LEXINGTON, Mass., May 25, 2016 /PRNewswire/ -- Pulmatrix (NASDAQ:PULM), a specialty pharmaceutical company
developing novel inhaled therapeutic formulations based on the company's proprietary iSPERSE™ technology, has completed a pilot pharmacokinetic study of PUR0200 in
healthy volunteers (HNV). PUR0200 is a dry powder, branded generic of a once-daily of a long-acting muscarinic antagonist (LAMA)
for the maintenance treatment of bronchospasm in patients with chronic obstructive pulmonary disease (COPD). Development of PUR0200 in Europe is
focused on demonstrating bioequivalence between PUR0200 and a currently marketed product.

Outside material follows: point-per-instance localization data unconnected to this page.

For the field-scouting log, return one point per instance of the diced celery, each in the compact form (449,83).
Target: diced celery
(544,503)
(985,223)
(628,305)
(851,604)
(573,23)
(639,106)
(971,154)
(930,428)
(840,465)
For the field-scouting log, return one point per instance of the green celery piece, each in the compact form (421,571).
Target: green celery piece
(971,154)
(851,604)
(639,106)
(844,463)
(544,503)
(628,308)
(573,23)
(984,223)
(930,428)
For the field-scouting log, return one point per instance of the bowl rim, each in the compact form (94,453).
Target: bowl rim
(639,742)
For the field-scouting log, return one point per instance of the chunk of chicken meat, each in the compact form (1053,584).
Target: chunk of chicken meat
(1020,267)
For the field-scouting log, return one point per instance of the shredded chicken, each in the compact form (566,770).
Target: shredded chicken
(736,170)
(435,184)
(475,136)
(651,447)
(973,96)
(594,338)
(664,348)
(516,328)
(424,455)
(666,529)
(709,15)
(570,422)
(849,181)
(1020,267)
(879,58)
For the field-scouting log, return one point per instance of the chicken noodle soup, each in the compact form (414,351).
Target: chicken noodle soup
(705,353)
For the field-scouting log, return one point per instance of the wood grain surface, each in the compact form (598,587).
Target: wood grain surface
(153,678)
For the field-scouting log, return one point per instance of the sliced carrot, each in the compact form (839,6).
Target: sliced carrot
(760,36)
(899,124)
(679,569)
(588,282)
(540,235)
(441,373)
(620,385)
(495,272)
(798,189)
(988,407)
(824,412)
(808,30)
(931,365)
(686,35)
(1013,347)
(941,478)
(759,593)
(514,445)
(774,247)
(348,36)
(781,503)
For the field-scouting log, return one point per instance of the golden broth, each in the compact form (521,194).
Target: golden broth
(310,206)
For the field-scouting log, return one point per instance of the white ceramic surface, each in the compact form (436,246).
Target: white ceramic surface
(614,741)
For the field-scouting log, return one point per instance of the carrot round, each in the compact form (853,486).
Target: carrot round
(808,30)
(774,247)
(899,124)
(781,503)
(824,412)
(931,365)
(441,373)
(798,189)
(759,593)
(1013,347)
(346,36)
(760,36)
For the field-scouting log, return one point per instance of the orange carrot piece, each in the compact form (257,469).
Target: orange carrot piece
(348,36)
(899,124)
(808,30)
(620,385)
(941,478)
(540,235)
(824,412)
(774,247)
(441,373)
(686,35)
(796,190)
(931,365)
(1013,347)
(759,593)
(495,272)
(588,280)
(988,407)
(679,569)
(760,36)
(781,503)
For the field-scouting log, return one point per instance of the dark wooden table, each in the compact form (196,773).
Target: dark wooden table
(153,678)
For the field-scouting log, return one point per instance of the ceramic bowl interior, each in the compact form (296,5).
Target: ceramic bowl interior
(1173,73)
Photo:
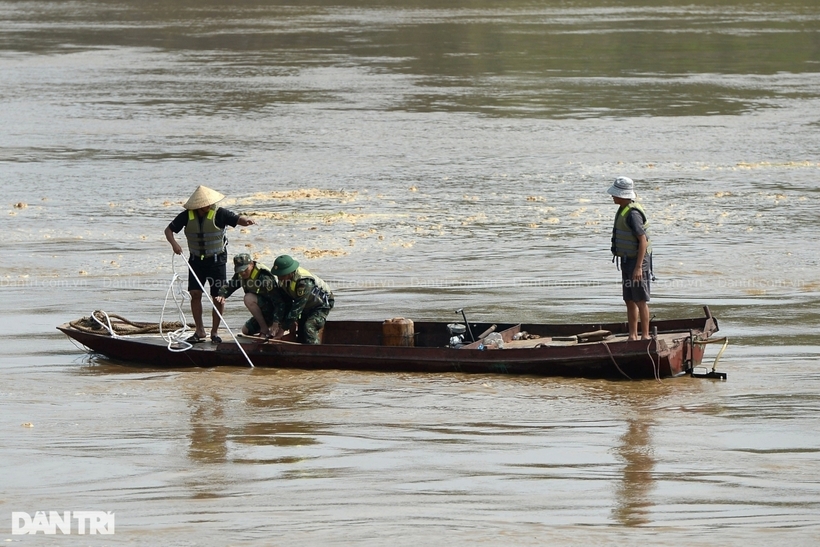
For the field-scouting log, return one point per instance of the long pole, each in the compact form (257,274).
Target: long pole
(219,314)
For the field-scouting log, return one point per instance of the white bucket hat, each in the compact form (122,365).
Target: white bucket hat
(623,187)
(203,197)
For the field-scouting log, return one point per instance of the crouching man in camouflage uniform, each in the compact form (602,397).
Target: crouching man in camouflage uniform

The completed 7-way crossover design study aimed at defining the relationship of PUR0200 formulation characteristics and the
pharmacokinetic profile of the drug following single doses at each dosing interval to establish formulation parameters for
further development towards formal bioequivalence. The current study builds on pharmacokinetic data collected in a previously
completed Phase 1b study of PUR0200 in moderate-to-severe COPD patients. Data from the Phase 1b study was presented at the
European Respiratory Society meeting in September 2015. Data analysis for the current study is
ongoing.
David Hava, PhD, CSO of Pulmatrix, said: "The completed study should significantly expand on
our understanding of PUR0200 and the reference product pharmacokinetics. We expect to share top line results of the study in the
near future."
Dr Hava added, "Our progress in completing subject recruitment and all clinical procedures is a significant achievement for
Pulmatrix staying on time and budget with our publicly disclosed development plans for PUR0200."
About COPD
COPD is a long term, progressively destructive and life-threatening disease of the lungs. Cigarette smoking is the
most common cause of COPD. Performance of everyday activities may be severely curtailed and overall quality of life significantly
impaired. The most common symptoms of COPD are breathlessness, production of abnormal mucus in the airway, and a chronic cough.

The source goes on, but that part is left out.